Desde hacer "flor de compra" con lo mejor de Troilo y Grela, en un disco de pasta, donde fuelles y bordonas lloran un increíble "sentimiento gaucho", hasta rechazar los excesivos decibeles con que el puestero canta su pregón de bananas asoleadas.
Desde el fumar abaratado de un furtivo cigarro con filtro "de free shop", hasta leer "de contrabando" un libro de poemas de Juana, buscando la obra que Fernandito debe llevar a la escuela mañana lunes.
Desde someternos al control de la presión arterial, a partir de una arrinconada banqueta, pequeña y "en balanza", hasta probarnos un sombrero de paja con barbijo, enemigo del sol y la canícula.
Desde percibir los penetrantes sahumerios que se consumen lentamente ante nuestro agredido olfato, hasta toparnos con el vociferante miembro de una secta que ofrece la salvación del alma desde un megáfono sin fuerza, hijo de un improvisado púlpito.
Desde masticar la solitaria bronca, resultado de no haber encontrado el repuesto que el instalador sanitario indicara, hasta degustar la más "artesana" de las empanadas de carne, aceitosa y arrugada.
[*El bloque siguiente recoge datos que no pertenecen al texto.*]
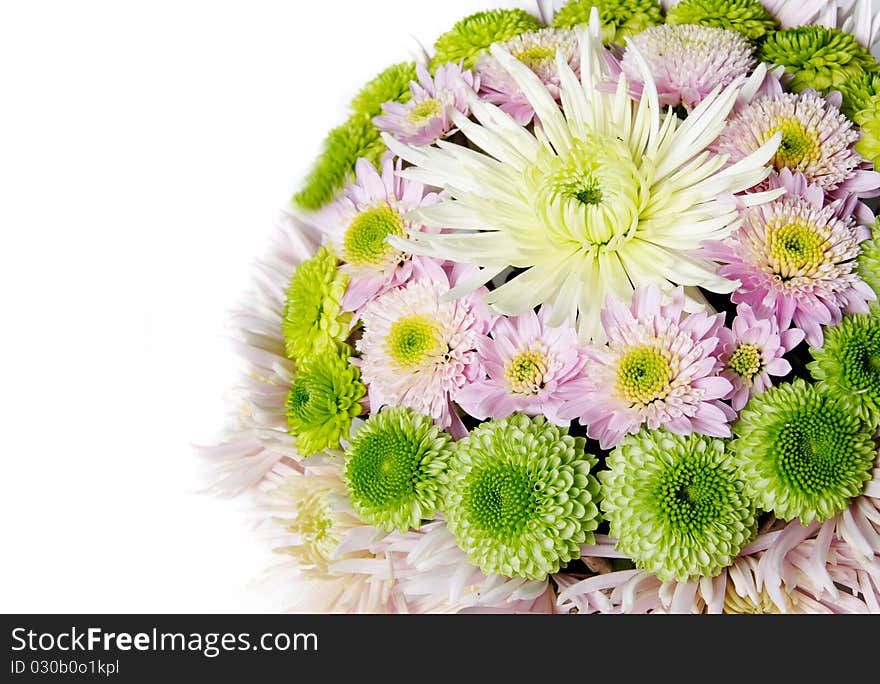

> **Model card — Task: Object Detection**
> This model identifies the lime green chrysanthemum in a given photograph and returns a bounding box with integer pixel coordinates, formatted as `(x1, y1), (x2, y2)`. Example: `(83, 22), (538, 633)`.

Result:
(281, 246), (351, 361)
(760, 26), (877, 92)
(553, 0), (663, 45)
(351, 62), (418, 118)
(293, 113), (386, 211)
(599, 429), (757, 582)
(666, 0), (776, 40)
(807, 314), (880, 427)
(732, 378), (876, 525)
(837, 71), (880, 119)
(446, 414), (599, 579)
(853, 95), (880, 166)
(858, 235), (880, 314)
(345, 406), (452, 532)
(287, 350), (366, 456)
(431, 9), (543, 71)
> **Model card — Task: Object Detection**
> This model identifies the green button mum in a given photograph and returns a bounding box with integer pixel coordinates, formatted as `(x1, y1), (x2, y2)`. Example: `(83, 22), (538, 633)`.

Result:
(666, 0), (776, 40)
(553, 0), (663, 45)
(731, 378), (877, 525)
(345, 407), (452, 532)
(431, 9), (543, 71)
(286, 350), (366, 456)
(281, 246), (351, 361)
(599, 429), (757, 582)
(760, 26), (877, 92)
(807, 314), (880, 428)
(446, 415), (599, 580)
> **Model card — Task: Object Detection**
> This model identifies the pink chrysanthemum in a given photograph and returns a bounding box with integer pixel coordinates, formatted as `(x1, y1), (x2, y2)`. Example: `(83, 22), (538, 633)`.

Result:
(373, 62), (480, 145)
(357, 259), (494, 437)
(474, 28), (580, 126)
(713, 90), (880, 197)
(702, 174), (876, 346)
(456, 308), (589, 427)
(560, 285), (735, 449)
(620, 24), (755, 111)
(312, 153), (439, 312)
(715, 304), (804, 411)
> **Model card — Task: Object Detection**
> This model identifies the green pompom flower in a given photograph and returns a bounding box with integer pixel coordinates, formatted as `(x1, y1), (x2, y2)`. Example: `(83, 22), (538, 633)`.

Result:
(293, 113), (387, 211)
(351, 62), (418, 118)
(599, 429), (757, 582)
(732, 378), (876, 525)
(666, 0), (776, 40)
(807, 314), (880, 428)
(446, 414), (600, 580)
(345, 406), (452, 532)
(281, 246), (351, 362)
(760, 26), (877, 93)
(858, 235), (880, 314)
(853, 95), (880, 166)
(431, 9), (543, 71)
(286, 350), (366, 456)
(553, 0), (663, 45)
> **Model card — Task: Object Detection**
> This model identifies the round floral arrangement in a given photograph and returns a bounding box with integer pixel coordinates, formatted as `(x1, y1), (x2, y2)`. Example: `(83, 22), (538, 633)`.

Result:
(205, 0), (880, 613)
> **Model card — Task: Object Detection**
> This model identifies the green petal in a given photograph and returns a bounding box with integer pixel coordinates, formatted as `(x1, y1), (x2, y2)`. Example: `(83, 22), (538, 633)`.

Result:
(599, 429), (757, 582)
(807, 314), (880, 428)
(731, 378), (877, 525)
(345, 407), (452, 532)
(281, 246), (351, 362)
(760, 26), (877, 93)
(553, 0), (663, 45)
(286, 350), (366, 456)
(446, 415), (599, 580)
(431, 9), (543, 71)
(666, 0), (776, 40)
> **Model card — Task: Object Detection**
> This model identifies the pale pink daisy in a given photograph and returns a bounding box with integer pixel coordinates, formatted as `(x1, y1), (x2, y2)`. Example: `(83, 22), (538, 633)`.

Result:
(373, 62), (480, 145)
(715, 304), (804, 411)
(620, 24), (756, 111)
(702, 170), (876, 346)
(311, 153), (440, 312)
(357, 259), (494, 437)
(712, 90), (880, 197)
(456, 307), (588, 427)
(560, 285), (735, 449)
(474, 28), (580, 125)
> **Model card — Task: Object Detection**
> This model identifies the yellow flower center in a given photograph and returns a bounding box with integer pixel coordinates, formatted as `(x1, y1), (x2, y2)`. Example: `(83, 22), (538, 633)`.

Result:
(727, 344), (763, 380)
(764, 117), (822, 170)
(342, 203), (406, 266)
(767, 223), (828, 280)
(504, 349), (547, 394)
(386, 315), (441, 368)
(513, 45), (556, 69)
(615, 346), (673, 404)
(406, 97), (443, 126)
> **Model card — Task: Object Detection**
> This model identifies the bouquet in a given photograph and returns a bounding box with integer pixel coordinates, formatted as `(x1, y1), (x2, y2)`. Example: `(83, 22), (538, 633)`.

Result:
(205, 0), (880, 613)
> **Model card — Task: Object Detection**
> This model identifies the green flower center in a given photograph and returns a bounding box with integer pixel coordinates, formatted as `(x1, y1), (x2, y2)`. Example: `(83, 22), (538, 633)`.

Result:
(342, 204), (406, 266)
(347, 432), (420, 507)
(767, 223), (827, 280)
(839, 325), (880, 397)
(616, 347), (673, 404)
(513, 45), (556, 69)
(386, 315), (441, 368)
(655, 459), (731, 534)
(504, 350), (547, 394)
(776, 409), (857, 494)
(406, 97), (443, 126)
(765, 117), (822, 169)
(727, 344), (764, 380)
(461, 463), (541, 540)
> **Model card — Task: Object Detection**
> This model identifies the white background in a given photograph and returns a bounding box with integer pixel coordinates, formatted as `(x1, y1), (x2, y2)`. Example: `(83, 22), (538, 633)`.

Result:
(0, 0), (876, 612)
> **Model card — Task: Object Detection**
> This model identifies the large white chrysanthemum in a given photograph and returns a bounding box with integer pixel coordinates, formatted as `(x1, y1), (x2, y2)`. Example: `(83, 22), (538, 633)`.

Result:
(386, 10), (779, 340)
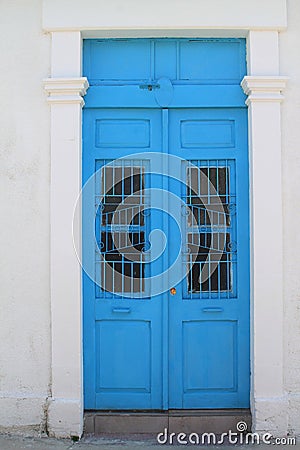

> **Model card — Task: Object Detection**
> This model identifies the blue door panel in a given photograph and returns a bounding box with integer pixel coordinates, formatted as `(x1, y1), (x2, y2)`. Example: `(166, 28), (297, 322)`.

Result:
(82, 39), (250, 410)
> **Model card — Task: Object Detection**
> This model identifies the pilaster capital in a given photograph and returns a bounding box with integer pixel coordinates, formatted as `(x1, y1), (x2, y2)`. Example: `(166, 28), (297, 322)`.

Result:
(43, 77), (89, 106)
(241, 75), (288, 105)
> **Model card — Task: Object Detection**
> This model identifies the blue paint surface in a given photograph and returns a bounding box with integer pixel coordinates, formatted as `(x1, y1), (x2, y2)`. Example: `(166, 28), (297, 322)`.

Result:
(82, 39), (250, 410)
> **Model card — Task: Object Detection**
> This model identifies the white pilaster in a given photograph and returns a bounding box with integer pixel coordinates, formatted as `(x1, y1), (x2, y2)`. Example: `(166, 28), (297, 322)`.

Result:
(44, 78), (88, 437)
(242, 74), (287, 435)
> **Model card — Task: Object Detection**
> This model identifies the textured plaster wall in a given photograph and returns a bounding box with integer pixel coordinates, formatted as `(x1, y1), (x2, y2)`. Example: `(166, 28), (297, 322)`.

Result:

Desde ser embestidos por la viejita que se disculpa al tropezar en las baldosas levantadas, mientras va en busca de reponer el termo matero que su perro le hizo añicos, hasta resguardarnos por un momento de la insinuante llovizna, bajo la carpa de lona del bicicletero, que viene de La Unión en su Brasilia con el tráiler lleno de accesorios.
Desde "pulsear el precio" con el anticuario judío, que saca un samovar de un sótano húmedo y oscuro, para exponerlo en las típicas mesitas, hasta desconfiar del oculto "punga" que espera al acecho para dar el certero golpe traicionero.
Desde oír el sonar, soplado y quechua, de la zampoña andina, hasta reflejarnos en los caireles dormidos de una araña de cristal checoslovaco o en la concavidad de una brillante cuchara sopera de acero Shefield o Solingen.
Desde darle paso al jubilado que llegó a la feria con boleto gratuito a "vichar" alguna tijera para podar el ligustro del jardín, hasta envidiar la manualidad del tallador desconocido que expone su madera, ansiosa de pasaporte.
Desde vernos invadidos por "ese" olor envolvente e incomparable del "choripán" de la esquina de siempre, hasta esperar que nuestra esposa se decida por alguna de las tantas variedades de plantas de interior, enmacetadas y salpicadas del agua tenue que el florista les arroja a modo de rocío imaginario.
Desde quedar perplejos por el costo casi prohibitivo de los "muranos", "carraras", "bavarias", "sèvres" o "limoges" que lucen en los escaparates del "marchand", que ahora tiene un sofisticado sistema de alarma en su local, hasta sentir la pena que provoca el indigente que vende artículos de deshecho, esparcidos desordenadamente sobre un trozo de sucia tela plástica estirada en el suelo caliente del cemento.
Así, cada fin de semana, miles de personas se ocupan de hacer renacer lo que para muchos estudiosos es el símbolo popular resultante del espíritu singular de la sociedad uruguaya y sus vertientes culturales. Es que, a diferencia de los ejemplos europeos y aunque abarcando, como aquéllos, toda la gama del espectro, Tristán Narvaja no ha perdido el sentido ancestralmente auténtico de las ferias que se originan a partir de intentar cubrir las necesidades básicas de la población, logrando satisfacer al visitante que, investigando y hurgando en cuanta oferta se presenta a su paso, encuentra casi sin querer la renovada excusa para retornar el próximo domingo.